MP3TAG has saved the day, but there's more. My collection has reached 70,000 tracks, a mixture of m4a ( :angry: I converted all 20k+ of these to mp3), mp3, wma files, over 500gb total. A retirement project is to organize and document my library into a full function database using Microsoft SQL Server. (They have a pretty nice free version with limitations which are probably not a problem). Since I have collected data from a number of sources, radio station digital library, foreign CD products, and several shared personal colletions, ( keep the originals in seperate directories!) I found the 'average' condition of tag data is pathetic, probably because various ripping software introduces lots of problems and differences, invalid data, data in incorrect tag fields and such. The largest problem has been data with characters MSFT determines to be invalid or control characters. MP3TAG handles the data well for repairs, but import functions to my SQL Server database fail or completey distort the data.

Here's my solution:

  1. export MP3TAG info via a custom script to a bar-delimited text file containing all tag fields.

  2. Then import the bar-delimited file into Excel first, being sure to specify the bar delimiter. Also, override the Excel default 'general' field format to 'text' for all fields. Save this as a .xlsx file, and import this into the SQL Server database specifying Excel as the flat file source with all fields defined NVARCHAR (255). The resulting table ends up with 255-character fields, and does not fail on invalid data or delimiters.

  3. If you are somewhat proficient in SQL, you may now query any and all data for such things as duplicates, misspelled data, missing info, by manipulating the results with such features as 'SELECT DISTINCT', 'ORDER BY', 'COUNT', 'GROUP BY' etc. And you may easily build and populate lookup tables for structuring your custom database as you like. You can create and save 'stored procedures' for standardizing and validating your data so it is a repeatable process. This is good for validating newly imported data against YOUR standards for such things as Genre, Artists, Composers, and the like.

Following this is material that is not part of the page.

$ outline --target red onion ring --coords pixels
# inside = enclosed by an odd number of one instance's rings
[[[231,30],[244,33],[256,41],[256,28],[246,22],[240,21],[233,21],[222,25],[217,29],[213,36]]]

  4. Be sure to NOT allow any software to automatically alter your scrubbed data by downloading 'corrections' from internet sites as this can undo all your hard work.

  5. I have not yet had the need to re-export the data, since it is quick and easy to fix the issues in MP3TAG and repeat the import process. I do apply my own corrections to the segregated individual source directories so they are not lost. MP3TAG makes this very easy.